The Frick Collection
Goya's Last Works
 
Special Exhibition: Goya's Last Works — Self-Portraits & Portraits
 

Self-Portraits and Portraits | The Bordeaux Albums| Miniatures on Ivory | The Bordeaux Lithographs

Goya depicted himself frequently throughout his life. The self-portraits in this exhibition are focused around the artist’s brushes with death. Two works on paper show him before and after his major illness of 1792–93, which left him deaf at age forty-six. Another near-fatal illness at the end of 1819 is commemorated in his moving Self-Portrait with Dr. Arrieta. In most instances, Goya used his artistic powers to facilitate a recovery.
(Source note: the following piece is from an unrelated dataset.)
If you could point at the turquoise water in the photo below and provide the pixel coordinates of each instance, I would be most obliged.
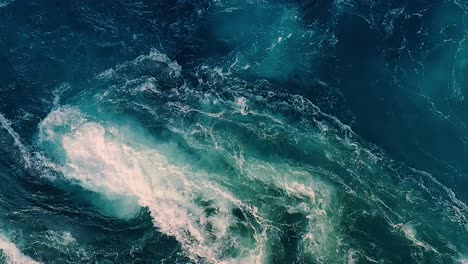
(232, 132)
The self-portraits are followed by a selection of oil portraits made in the last eight years of his life in Madrid, Paris, and Bordeaux.
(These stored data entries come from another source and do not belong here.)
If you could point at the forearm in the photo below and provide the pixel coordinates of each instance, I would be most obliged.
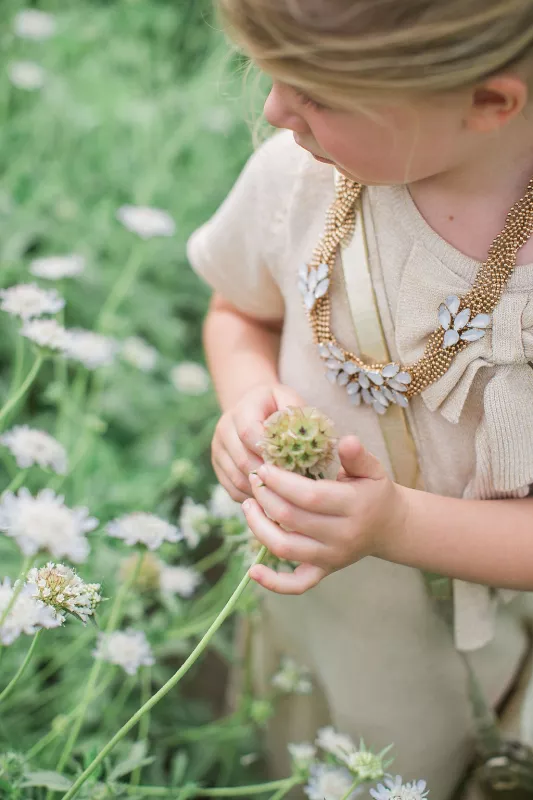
(242, 353)
(483, 541)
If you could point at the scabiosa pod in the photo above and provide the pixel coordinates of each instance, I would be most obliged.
(299, 440)
(59, 587)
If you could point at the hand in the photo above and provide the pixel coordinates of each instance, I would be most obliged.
(324, 525)
(234, 450)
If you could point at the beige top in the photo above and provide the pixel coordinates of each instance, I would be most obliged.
(369, 631)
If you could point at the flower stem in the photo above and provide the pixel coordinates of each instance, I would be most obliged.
(23, 388)
(11, 685)
(114, 618)
(144, 724)
(186, 666)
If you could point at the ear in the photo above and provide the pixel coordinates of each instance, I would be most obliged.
(496, 102)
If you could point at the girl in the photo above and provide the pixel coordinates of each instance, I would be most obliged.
(383, 241)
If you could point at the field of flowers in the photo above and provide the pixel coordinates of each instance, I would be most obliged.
(121, 132)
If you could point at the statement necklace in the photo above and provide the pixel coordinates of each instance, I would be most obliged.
(461, 320)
Portraiture was at the center of Goya’s artistic production in Spain. As Court Painter, he created brilliant images of his royal patrons as well as the leading proponents of the Enlightenment and left behind a record of his age. He also painted informal, intimate portraits of friends and family. In Goya’s last years, portraits were an occasional exercise; most of them are private works made as tokens of thanks to those who had helped him. His subjects are his friends and supporters, a number of them fellow expatriates in France. These works are smaller in format than the majority of his earlier portraits and were often painted in a single sitting.
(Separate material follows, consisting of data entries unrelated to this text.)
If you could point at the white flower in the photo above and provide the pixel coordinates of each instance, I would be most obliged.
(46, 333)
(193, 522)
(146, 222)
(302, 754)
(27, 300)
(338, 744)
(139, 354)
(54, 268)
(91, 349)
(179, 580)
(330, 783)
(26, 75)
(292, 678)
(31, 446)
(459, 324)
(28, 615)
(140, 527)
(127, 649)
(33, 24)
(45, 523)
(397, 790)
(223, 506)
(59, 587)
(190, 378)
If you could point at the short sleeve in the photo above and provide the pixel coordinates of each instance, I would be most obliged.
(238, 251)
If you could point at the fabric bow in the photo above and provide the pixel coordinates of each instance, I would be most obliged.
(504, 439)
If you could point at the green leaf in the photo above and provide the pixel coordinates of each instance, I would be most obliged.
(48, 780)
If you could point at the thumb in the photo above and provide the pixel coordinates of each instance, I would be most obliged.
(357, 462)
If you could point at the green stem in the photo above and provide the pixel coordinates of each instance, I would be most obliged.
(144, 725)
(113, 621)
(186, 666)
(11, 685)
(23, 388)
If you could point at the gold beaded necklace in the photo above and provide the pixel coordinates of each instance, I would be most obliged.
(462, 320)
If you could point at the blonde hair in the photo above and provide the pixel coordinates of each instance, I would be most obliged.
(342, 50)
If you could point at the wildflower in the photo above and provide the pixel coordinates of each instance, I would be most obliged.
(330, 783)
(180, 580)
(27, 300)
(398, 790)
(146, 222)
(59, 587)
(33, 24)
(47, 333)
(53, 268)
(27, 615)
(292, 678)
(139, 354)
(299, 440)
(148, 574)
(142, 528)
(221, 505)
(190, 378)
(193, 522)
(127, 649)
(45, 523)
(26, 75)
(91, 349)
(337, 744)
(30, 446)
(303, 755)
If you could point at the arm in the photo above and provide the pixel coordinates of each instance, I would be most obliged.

Goya’s final portraits are remarkable for their psychological directness and simplified means of representation. The figures are half or three-quarter length and set against a neutral ground. The palette is generally monochromatic and detail is minimized; nothing detracts from the concentration on the inner spirit of the sitter. Flourishes of vigorous brush and palette knife strokes in the costumes set off a more finely controlled technique in the faces of his subjects. Goya’s last portraits have little in common with the polished illusionistic style of his younger contemporaries in Spain or France, such as Vicente López, Ingres, or Delacroix. Instead, they seem to anticipate the early modern works of Manet.